Index Type Limitations
  • To index a column, it must have dimensions defined. Attempting to index a column defined as col vector will result in the error: ERROR: column does not have dimensions.
  • When using ivfflat and hnsw, you are limited to indexing columns with 2000 dimensions or less. Attempting to index a column with more dimensions results in an error: ERROR: column cannot have more than 2000 dimensions for INDEX_TYPE index where INDEX_TYPE is either ivfflat or hnsw.

Index Access and Vector Distance Functions

The vector type added to your database by the vector extension allows you to perform three types of searches on the stored vectors. You need to select the correct access function for your index to have the database consider your index when executing your queries.

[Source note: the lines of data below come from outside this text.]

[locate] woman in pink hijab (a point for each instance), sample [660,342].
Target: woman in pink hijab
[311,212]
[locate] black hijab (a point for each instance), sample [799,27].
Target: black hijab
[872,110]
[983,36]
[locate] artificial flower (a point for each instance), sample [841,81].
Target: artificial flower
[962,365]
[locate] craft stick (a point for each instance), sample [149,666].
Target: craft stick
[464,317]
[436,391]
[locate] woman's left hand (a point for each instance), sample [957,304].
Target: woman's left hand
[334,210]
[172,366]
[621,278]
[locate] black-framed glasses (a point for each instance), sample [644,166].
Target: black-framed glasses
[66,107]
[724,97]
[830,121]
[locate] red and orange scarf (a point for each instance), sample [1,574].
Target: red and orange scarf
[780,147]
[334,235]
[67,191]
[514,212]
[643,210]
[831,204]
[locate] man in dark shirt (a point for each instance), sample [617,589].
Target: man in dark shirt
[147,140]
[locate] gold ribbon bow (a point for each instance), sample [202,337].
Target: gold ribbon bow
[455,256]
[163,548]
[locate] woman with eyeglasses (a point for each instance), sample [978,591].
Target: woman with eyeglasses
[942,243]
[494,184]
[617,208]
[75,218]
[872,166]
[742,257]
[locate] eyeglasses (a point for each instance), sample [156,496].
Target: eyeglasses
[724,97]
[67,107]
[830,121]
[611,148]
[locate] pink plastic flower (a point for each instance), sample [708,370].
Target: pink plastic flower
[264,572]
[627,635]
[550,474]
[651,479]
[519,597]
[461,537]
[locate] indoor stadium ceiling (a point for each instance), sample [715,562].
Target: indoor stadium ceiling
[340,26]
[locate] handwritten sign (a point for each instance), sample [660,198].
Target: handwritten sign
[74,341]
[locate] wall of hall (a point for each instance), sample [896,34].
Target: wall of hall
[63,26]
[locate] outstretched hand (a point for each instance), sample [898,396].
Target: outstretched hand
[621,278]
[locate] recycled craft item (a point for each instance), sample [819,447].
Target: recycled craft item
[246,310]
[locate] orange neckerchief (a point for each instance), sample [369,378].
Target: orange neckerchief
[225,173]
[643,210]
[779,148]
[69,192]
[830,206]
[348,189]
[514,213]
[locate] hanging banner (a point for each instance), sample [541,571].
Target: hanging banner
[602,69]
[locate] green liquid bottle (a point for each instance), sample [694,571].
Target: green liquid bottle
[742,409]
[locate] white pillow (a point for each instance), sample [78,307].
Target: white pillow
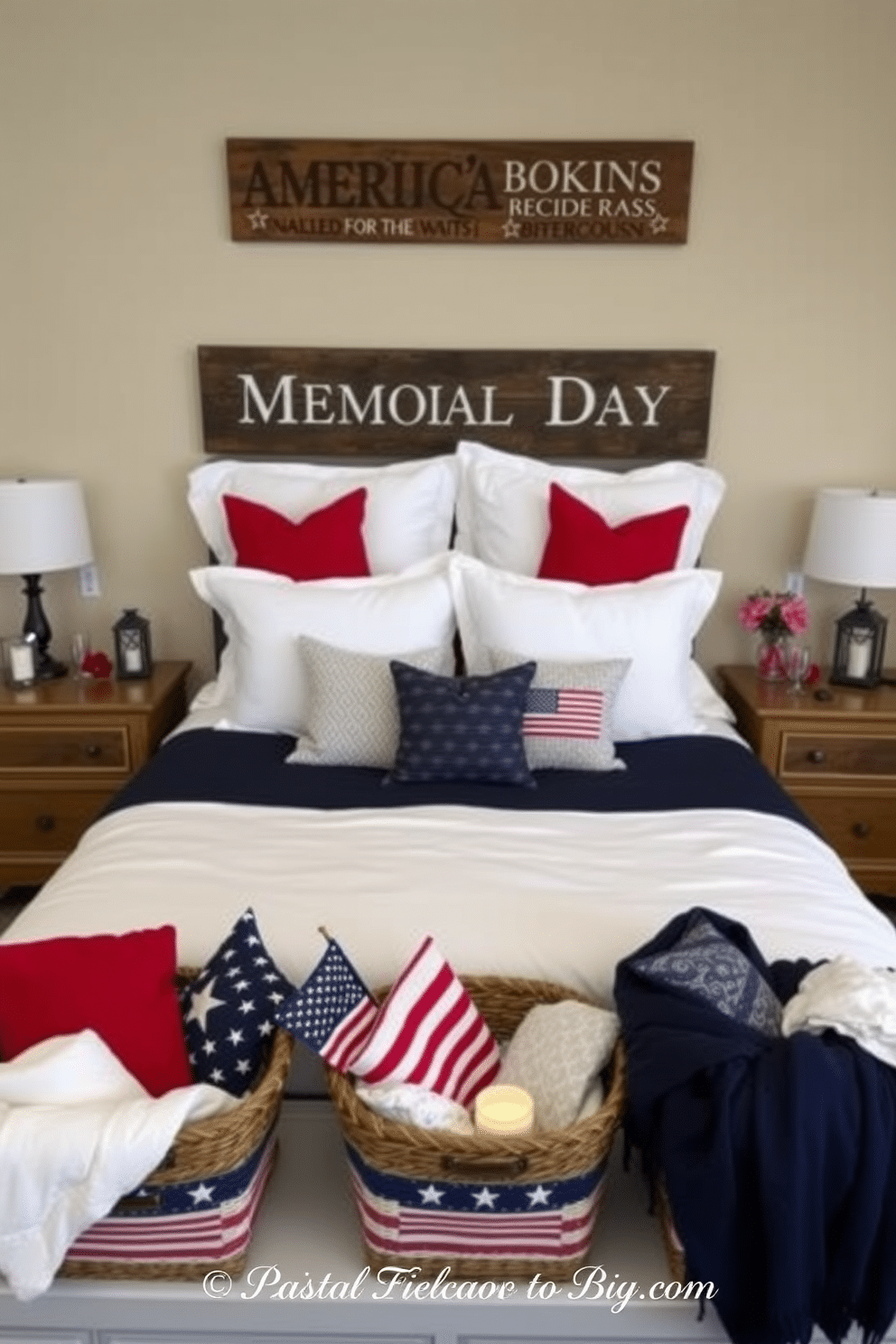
[652,622]
[352,705]
[502,501]
[265,616]
[407,518]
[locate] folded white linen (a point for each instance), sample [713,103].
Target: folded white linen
[852,999]
[414,1105]
[77,1132]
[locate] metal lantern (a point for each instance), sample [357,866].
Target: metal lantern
[859,648]
[133,655]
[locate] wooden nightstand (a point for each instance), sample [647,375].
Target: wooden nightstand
[65,748]
[837,758]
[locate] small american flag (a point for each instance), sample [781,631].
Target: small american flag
[448,1219]
[562,713]
[430,1032]
[333,1011]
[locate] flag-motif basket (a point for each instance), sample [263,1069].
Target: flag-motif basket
[195,1212]
[484,1207]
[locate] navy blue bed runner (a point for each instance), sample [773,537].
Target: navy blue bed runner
[207,765]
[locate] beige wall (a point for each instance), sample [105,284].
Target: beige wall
[116,261]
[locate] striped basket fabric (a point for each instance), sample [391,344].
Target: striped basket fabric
[196,1211]
[485,1207]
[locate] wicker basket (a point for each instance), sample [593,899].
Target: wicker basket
[237,1149]
[570,1164]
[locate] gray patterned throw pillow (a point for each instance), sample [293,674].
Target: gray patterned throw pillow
[565,724]
[352,710]
[461,727]
[707,964]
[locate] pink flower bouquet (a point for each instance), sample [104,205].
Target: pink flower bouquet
[774,614]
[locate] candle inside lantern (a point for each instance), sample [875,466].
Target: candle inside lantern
[504,1110]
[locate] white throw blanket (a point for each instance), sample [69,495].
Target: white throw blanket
[856,1000]
[77,1132]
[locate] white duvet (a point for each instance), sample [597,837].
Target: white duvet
[560,895]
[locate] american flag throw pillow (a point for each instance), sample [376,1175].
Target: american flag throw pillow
[567,716]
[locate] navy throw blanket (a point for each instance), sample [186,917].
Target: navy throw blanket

Distance Function Index Access Function Vector Operator Description
Cosine distance vector_cosine_ops <=> Measures similarity between vectors by calculating the cosine of the angle between them.
L2 (or Euclidean) distance vector_l2_ops <-> Measures the straight-line distance between two vectors in multi-dimensional space.
Inner (dot) product vector_ip_ops <#> Measures the similarity between two vectors by summing the products of their corresponding components.

Vector Operators

The vector operators in the table above indicate the "distance operator" used to calculate the distances between two vectors in a multi-dimensional space. They are used when writing queries to calculate similarity. For example, in the following query, records are selected based on the similarity to the provided vector, where the cosine distance similarity is less than 0.5:

1
2
SELECT * FROM sow_chunks
WHERE embedding <=> '[-0.031766646,-0.033289704,...,0.016508864,0.031440277]' < 0.5

Create Vector Indexes

In the previous tasks, you added vector columns to several tables in your database and populated them with embeddings using the azure_ai extension and Azure OpenAI. To ensure queries over those embeddings are efficient, you will add diskann indexes to each table to which you added a vector column.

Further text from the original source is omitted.